State Key Laboratory of Soil Erosion and Dryland Farming on the Loess Plateau, Northwest A&F University, Yangling, 712100, China; CAS Center for Excellence in Quaternary Science and Global Change, Chinese Academy of Sciences, Xian, 710061, China.
Institute of Soil and Water Conservation, Chinese Academy of Sciences, Ministry of Water Resources, Yangling, 712100, China; University of Chinese Academy of Sciences, Beijing, 100049, China.
Environ Pollut. 2020 Oct;265(Pt A):114744. doi: 10.1016/j.envpol.2020.114744. Epub 2020 May 6.
Being signaling molecules, nitric oxide (NO) and hydrogen sulfide (HS) can mediate a wide range of physiological processes caused by plant metal toxicity. Moreover, legume-rhizobium symbiosis has gained increasing attention in mitigating heavy metal stress. However, systematic regulatory mechanisms used for the exogenous application of signaling molecules to alter the resistance of legume-rhizobium symbiosis under metal stress are currently unknown. In this study, we examined the exogenous effects of sodium nitroprusside (SNP) as an NO donor additive and sodium hydrosulfide (NaHS) as a HS donor additive on the phytotoxicity and soil quality of alfalfa (Medicago sativa)-rhizobium symbiosis in lead/cadmium (Pb/Cd)-contaminated soils. Results showed that rhizobia inoculation markedly promoted alfalfa growth by increasing chlorophyll content, fresh weight, and plant height and biomass. Compared to the inoculated rhizobia treatment alone, the addition of NO and HS significantly reduced the bioaccumulation of Pb and Cd in alfalfa-rhizobium symbiosis, respectively, thus avoiding the phytotoxicity caused by the excessive presence of metals. The addition of signaling molecules also alleviated metal-induced phytotoxicity by increasing antioxidant enzyme activity and inhibiting the level of lipid peroxidation and reactive oxygen species (ROS) in legume-rhizobium symbiosis. Also, signaling molecules improved soil nutrient cycling, increased soil enzyme activities, and promoted rhizosphere bacterial community diversity. Both partial least squares path modeling (PLS-PM) and variation partitioning analysis (VPA) identified that using signaling molecules can improve plant growth by regulating major controlling variables (i.e., soil enzymes, soil nutrients, and microbial diversity/plant oxidative damage) in legume-rhizobium symbiosis. This study offers integrated insight that confirms that the exogenous application of signaling molecules can enhance the resistance of legume-rhizobium symbiosis under metal toxicity by regulating the biochemical response of the plant-soil system, thereby minimizing potential health risks.

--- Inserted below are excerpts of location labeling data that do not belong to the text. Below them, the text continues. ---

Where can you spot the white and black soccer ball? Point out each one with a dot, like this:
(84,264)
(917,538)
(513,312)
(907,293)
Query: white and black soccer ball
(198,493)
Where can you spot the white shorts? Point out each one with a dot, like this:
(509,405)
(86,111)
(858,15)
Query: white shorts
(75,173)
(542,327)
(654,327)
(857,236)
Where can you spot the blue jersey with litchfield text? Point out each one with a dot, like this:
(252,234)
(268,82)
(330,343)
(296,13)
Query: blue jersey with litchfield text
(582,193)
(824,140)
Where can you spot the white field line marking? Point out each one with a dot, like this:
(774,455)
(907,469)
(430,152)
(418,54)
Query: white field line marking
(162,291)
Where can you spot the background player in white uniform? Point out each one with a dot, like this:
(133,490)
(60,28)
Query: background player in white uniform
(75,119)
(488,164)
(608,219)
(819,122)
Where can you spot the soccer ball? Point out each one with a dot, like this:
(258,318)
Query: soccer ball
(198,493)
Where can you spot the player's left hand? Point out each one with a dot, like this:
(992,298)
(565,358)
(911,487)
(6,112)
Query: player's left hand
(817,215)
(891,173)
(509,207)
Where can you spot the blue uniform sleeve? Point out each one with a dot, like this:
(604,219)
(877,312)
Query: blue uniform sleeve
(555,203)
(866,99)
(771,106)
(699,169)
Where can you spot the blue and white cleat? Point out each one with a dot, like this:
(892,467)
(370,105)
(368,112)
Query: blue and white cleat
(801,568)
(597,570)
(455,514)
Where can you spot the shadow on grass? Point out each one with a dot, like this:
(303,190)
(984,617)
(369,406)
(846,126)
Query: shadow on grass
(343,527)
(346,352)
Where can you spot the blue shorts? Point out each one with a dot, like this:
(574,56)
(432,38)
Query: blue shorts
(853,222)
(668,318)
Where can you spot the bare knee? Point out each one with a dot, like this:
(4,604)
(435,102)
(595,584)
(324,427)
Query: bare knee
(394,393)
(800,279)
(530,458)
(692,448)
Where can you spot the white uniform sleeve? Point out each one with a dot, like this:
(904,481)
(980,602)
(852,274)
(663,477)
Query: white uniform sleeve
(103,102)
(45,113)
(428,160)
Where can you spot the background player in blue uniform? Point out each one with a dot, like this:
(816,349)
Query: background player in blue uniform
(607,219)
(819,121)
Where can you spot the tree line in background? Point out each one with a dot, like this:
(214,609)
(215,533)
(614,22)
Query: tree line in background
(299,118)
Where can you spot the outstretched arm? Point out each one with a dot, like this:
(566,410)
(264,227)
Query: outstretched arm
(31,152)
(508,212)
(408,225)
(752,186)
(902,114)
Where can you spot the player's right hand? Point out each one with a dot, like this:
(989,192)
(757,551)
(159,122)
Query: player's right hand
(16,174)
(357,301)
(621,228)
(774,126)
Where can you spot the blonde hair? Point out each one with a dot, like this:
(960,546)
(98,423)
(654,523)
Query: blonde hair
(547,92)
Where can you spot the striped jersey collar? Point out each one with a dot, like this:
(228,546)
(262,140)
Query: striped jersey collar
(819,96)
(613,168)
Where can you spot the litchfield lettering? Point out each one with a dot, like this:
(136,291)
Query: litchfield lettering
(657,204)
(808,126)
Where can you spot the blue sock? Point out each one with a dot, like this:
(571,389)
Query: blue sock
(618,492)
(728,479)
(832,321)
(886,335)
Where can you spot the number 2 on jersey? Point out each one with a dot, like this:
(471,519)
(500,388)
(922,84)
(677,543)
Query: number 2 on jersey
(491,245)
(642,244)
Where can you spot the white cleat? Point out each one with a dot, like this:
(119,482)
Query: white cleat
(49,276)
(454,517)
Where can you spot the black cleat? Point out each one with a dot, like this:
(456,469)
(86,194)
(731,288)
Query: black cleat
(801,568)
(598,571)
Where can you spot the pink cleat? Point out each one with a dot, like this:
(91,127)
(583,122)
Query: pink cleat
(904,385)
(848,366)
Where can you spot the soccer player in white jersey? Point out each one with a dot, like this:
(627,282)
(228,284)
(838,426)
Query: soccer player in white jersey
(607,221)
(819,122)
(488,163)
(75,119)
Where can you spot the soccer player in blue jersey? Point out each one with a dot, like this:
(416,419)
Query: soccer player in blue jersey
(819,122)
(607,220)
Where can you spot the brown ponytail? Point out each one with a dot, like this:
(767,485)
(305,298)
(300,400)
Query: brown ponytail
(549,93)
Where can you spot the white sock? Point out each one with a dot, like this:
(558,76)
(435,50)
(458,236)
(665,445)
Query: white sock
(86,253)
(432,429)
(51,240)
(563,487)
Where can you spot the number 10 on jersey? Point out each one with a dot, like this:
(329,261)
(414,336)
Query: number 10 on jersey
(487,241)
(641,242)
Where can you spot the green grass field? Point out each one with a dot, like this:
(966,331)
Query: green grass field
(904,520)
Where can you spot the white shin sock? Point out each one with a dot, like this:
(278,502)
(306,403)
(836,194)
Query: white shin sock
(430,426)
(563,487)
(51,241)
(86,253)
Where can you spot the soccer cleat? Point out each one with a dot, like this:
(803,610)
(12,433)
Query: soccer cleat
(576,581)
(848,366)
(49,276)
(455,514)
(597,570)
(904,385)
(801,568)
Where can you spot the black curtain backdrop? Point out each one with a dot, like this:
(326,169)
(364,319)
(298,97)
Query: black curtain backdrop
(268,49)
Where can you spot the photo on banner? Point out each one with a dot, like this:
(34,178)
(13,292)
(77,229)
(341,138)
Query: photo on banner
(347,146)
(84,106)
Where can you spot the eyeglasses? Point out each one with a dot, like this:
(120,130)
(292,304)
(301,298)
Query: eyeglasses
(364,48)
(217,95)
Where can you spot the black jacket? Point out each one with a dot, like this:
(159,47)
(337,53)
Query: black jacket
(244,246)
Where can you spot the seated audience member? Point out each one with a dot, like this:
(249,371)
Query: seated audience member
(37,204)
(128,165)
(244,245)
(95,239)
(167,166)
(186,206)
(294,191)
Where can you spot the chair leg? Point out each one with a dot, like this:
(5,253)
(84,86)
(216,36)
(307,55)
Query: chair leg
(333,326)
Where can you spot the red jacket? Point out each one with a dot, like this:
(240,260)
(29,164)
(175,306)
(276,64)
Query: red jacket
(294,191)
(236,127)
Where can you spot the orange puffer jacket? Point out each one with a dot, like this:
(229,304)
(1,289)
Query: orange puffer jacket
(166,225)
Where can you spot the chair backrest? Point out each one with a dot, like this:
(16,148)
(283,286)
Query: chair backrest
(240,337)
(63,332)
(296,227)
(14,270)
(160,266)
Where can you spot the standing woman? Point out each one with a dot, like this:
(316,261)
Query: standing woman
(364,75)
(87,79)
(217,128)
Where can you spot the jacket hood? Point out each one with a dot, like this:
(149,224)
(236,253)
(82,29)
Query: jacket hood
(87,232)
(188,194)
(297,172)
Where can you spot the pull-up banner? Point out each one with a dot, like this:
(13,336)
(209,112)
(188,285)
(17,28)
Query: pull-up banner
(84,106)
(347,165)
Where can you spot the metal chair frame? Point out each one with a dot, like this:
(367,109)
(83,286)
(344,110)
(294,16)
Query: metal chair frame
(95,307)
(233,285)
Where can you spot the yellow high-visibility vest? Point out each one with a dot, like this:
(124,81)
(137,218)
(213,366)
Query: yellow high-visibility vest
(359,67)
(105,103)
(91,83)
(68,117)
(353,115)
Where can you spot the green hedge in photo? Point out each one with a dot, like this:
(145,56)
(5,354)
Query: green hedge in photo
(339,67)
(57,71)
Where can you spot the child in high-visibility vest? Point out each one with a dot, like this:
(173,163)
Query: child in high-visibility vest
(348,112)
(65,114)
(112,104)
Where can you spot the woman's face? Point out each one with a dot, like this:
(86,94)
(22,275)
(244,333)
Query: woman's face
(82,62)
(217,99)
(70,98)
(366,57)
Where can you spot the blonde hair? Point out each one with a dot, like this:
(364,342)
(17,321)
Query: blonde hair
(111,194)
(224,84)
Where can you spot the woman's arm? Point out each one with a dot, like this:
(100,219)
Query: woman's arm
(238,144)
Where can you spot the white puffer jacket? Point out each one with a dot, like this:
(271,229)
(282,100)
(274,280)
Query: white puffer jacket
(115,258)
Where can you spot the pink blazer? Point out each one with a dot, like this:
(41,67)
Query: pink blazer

作为信号分子,一氧化氮(NO)和硫化氢(HS)可以介导由植物金属毒性引起的广泛的生理过程。此外,豆科植物-根瘤菌共生在缓解重金属胁迫方面受到了越来越多的关注。然而,目前尚不清楚用于通过外源应用信号分子改变金属胁迫下豆科植物-根瘤菌共生体抗性的系统调节机制。在这项研究中,我们研究了作为 NO 供体添加剂的硝普酸钠(SNP)和作为 HS 供体添加剂的硫氢化钠(NaHS)对铅/镉(Pb/Cd)污染土壤中苜蓿(Medicago sativa)-根瘤菌共生体的植物毒性和土壤质量的外源效应。结果表明,根瘤菌接种通过增加叶绿素含量、鲜重和株高及生物量显著促进了苜蓿的生长。与单独接种根瘤菌的处理相比,添加 NO 和 HS 分别显著降低了苜蓿-根瘤菌共生体中 Pb 和 Cd 的生物积累,从而避免了金属过量存在引起的植物毒性。信号分子的添加还通过增加抗氧化酶活性和抑制脂类过氧化和活性氧(ROS)水平来缓解金属诱导的植物毒性在豆科植物-根瘤菌共生体中。此外,信号分子通过改善土壤养分循环、增加土壤酶活性和促进根际细菌群落多样性来提高土壤养分循环。偏最小二乘路径模型(PLS-PM)和变异分解分析(VPA)都确定,通过调节豆科植物-根瘤菌共生体中的主要控制变量(即土壤酶、土壤养分和微生物多样性/植物氧化损伤),外源应用信号分子可以改善植物生长。这项研究提供了综合的见解,证实了通过调节植物-土壤系统的生化反应,外源应用信号分子可以增强豆科植物-根瘤菌共生体对金属毒性的抗性,从而最小化潜在的健康风险。